Comme en commission, je m’inscris en faux contre votre propos, d’autant que les mots auxquels vous recourez dans les exposés sommaires de vos amendements sont forts. Vous y parlez de « contrôle », de « contrainte » et de « suspicion »… Peut-être correspondent-ils à ce que vous ressentez, mais ils ne sont pas conformes à l’esprit de l’article 8.
Nous avons auditionné les personnes concernées : une enquête de satisfaction a été menée auprès des demandeurs d’emploi qui ont utilisé ce journal de bord. Il s’avère que 80 % d’entre eux le considèrent comme « très facile » ou « facile » d’utilisation et que 75 % perçoivent son utilité. Ils comprennent donc la démarche, qui est simple et rapide.
Bien sûr ! Cette étude a été menée auprès de 850 demandeurs d’emploi de l’Indre, qui ont débuté l’expérimentation en novembre 2019 – ils avaient donc un certain recul. L’expérimentation ne concerne que deux régions car six départements ne l’ont débutée qu’en février 2020 : avec la crise sanitaire, elle a pris du retard, ce qui interdit de l’évaluer de manière définitive.

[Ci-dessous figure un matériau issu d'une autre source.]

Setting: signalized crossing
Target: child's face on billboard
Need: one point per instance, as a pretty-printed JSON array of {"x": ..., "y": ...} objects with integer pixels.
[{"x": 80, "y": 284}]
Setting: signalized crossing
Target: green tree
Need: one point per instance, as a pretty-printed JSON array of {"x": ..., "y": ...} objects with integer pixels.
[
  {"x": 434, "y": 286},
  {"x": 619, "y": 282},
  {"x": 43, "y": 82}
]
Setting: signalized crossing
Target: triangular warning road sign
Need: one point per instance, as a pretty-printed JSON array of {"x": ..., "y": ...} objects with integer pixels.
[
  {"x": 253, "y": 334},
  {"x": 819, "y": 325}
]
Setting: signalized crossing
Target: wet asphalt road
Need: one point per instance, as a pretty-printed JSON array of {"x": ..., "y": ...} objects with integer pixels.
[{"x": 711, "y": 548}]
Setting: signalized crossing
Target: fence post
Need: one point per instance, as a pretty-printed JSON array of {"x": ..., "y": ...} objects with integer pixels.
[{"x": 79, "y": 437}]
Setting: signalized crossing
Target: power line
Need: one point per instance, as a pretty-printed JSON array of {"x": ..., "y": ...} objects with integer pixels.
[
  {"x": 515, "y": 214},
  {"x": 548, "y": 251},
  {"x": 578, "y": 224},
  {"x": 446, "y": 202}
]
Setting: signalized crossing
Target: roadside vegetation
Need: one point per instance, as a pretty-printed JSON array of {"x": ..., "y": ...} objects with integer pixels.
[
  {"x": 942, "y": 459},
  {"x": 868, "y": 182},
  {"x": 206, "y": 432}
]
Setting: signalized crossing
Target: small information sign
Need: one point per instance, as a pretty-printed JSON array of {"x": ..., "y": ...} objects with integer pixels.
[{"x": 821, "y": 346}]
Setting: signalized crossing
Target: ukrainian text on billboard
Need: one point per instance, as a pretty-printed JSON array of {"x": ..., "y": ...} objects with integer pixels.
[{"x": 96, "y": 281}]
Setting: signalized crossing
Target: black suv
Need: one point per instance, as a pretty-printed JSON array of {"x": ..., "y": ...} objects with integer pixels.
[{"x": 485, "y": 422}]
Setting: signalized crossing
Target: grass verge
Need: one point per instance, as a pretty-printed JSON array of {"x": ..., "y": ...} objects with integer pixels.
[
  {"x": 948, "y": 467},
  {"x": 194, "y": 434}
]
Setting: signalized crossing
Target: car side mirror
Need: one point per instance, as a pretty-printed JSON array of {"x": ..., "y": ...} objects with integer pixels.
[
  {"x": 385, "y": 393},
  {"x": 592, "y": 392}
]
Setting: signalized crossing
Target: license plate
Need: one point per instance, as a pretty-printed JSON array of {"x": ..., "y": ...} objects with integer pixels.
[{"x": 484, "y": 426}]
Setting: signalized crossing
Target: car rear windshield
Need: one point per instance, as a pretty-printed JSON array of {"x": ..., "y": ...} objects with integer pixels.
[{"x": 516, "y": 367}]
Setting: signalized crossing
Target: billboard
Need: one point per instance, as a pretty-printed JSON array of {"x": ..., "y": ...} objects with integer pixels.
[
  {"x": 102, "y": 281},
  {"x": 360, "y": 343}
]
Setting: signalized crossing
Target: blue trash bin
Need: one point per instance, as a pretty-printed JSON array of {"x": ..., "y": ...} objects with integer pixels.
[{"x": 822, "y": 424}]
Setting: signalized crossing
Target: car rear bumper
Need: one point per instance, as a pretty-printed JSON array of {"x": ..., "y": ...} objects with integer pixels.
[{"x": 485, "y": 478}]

Monsieur Viry, moi aussi j’ai une pensée pour les agents de Pôle emploi : or, dans ces deux régions, ils se sont investis dans cette démarche, ils ont utilisé cet outil au service des demandeurs d’emploi. Arrêter brutalement l’expérimentation sans la prolonger suffisamment pour pouvoir l’évaluer de manière sérieuse, ce serait gâcher toute l’énergie qu’ont mise les agents de Pôle emploi à faire vivre ce journal de bord.
Mme de Vaucouleurs, qui s’inquiétait à juste titre des conséquences de la fracture numérique sur l’application de cette disposition, le journal de bord étant numérique,  n’a pas redéposé pour la séance publique l’amendement qu’elle avait présenté en commission. Je l’en remercie.
Je l’avais rassurée en commission, mais au cas où d’autres députés sur ces bancs auraient des doutes, je veux répéter qu’il est également possible de réaliser son journal de bord physiquement, dans les agences de Pôle emploi. Pas moins de 3 200 volontaires en service civique ont été engagés pour accompagner les demandeurs.
 
Je comprends donc vos craintes, mais nous avons la chance de disposer d’une évaluation et de l’enquête de satisfaction. Pour toutes ces raisons, je suis défavorable aux amendements de suppression. Au contraire, continuons l’expérimentation !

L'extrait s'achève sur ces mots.